The events of September 11, 2001, represent the most horrific violence inflicted on our homeland since the bombing of Pearl Harbor.  After those terrible attacks, our government faced novel and grave issues of policy while having to address the dangers confronting our country.   In good faith, the administration and our military did their utmost to resolve those issues in an effective and lawful way.  It is important to remember and reaffirm the honorable public service of those individuals charged with defending the country – both past and present, civilian and military, at the highest levels of government and in the field – who expose themselves every day to criticism and to many kinds of risk in discharging their solemn responsibilities.  We regret that relevant facts and the contexts in which policy decisions were made were ignored in the Committee’s report.

While it is often difficult to strike the proper balance between preserving America’s security and upholding our nation’s principles, the facts reveal that the United States is committed to providing security to its people while preserving American ideals.

And from the Wall Street Journal, earlier today:

Not one of the 12 nonpartisan investigations in recent years concluded that the Administration condoned or tolerated detainee abuse, while multiple courts martial have punished real offenders. None of the dozen or so Abu Ghraib trials and investigations have implicated higher ups; the most senior officer charged, a lieutenant colonel, was acquitted in 2006. Former Defense Secretary Jim Schlesinger’s panel concluded that the abuses were sadistic behavior by the “night shift.”

Now that Mr. Obama is on his way to the White House, even some Democrats are acknowledging the complicated security realities. Dianne Feinstein, a Bush critic who will chair the Senate Intelligence Committee in January, recently told the New York Times that extreme cases might call for flexibility. “I think that you have to use the noncoercive standard to the greatest extent possible,” she said (our emphasis). Ms. Feinstein later put out a statement that all interrogations should be conducted within the more specific limits of the U.S. Army Field Manual but said she will “consider” other views. But that is already the law for most of the government.
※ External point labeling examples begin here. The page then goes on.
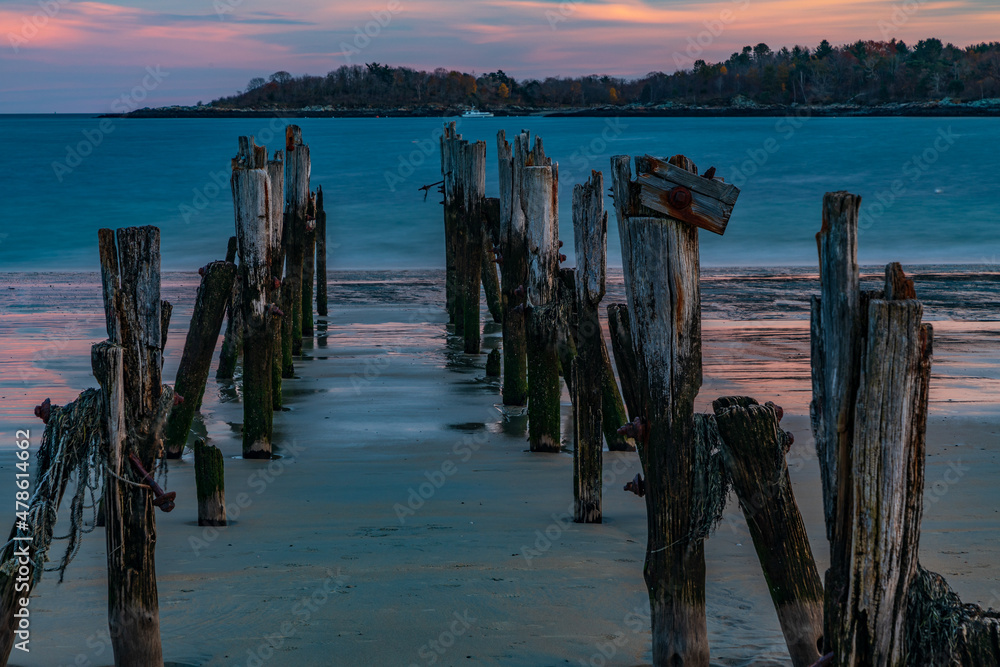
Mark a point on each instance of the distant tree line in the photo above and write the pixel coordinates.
(865, 72)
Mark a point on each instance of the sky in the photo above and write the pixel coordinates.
(70, 56)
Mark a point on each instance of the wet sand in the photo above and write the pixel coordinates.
(406, 524)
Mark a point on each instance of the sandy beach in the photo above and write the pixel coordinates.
(406, 524)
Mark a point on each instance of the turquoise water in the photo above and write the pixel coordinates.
(929, 184)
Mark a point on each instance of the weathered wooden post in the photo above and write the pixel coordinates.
(210, 484)
(754, 449)
(321, 301)
(539, 199)
(297, 170)
(473, 216)
(276, 176)
(684, 492)
(491, 247)
(199, 346)
(232, 341)
(513, 260)
(590, 232)
(449, 172)
(128, 367)
(251, 191)
(309, 267)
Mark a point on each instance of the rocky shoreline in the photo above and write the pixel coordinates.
(739, 107)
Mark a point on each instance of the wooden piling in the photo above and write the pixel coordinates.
(754, 450)
(660, 265)
(297, 170)
(129, 368)
(199, 346)
(210, 482)
(513, 269)
(491, 240)
(448, 141)
(321, 300)
(474, 189)
(539, 200)
(232, 341)
(308, 268)
(590, 227)
(276, 177)
(251, 191)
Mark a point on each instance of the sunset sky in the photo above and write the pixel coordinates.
(63, 55)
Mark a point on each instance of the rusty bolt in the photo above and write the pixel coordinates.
(165, 501)
(44, 411)
(679, 197)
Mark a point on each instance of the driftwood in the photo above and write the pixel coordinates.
(297, 171)
(684, 494)
(251, 191)
(539, 198)
(590, 227)
(199, 346)
(754, 450)
(513, 263)
(491, 241)
(129, 368)
(321, 291)
(232, 341)
(210, 482)
(309, 266)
What the Bush Administration has insisted on is an exception for the CIA to use other techniques (not waterboarding) in extreme cases.

As for Mr. Levin, his real purpose is to lay the groundwork for war-crimes prosecutions of Bush officials like John Yoo, Jay Bybee and Jim Haynes who acted in good faith to keep the country safe within the confines of the law. Messrs. Obama and Holder would be foolish to spend their political capital on revenge, but Mr. Levin is demanding an “independent” commission to further politicize the issue and smear decent public servants.

As Mr. Levin put it in laying on his innuendo this week, a commission “may or may not lead to indictments or civil action.” It will also encourage some grandstanding foreign prosecutor to arrest Mr. Rumsfeld and other Bush officials like Pinochet if they ever dare to leave the U.S. Why John McCain endorsed this Levin gambit is the kind of mystery that has defined, and damaged, his career. We hope other Republicans push back.

Mr. Levin claims that Bush interrogation programs “damaged our ability to collect accurate intelligence that could save lives.” The truth is closer to the opposite. The second-guessing of Democrats is likely to lead to a risk-averse mindset at the CIA and elsewhere that compromises the ability of terror fighters to break the next KSM. The political winds always shift, but terrorists are as dangerous as ever.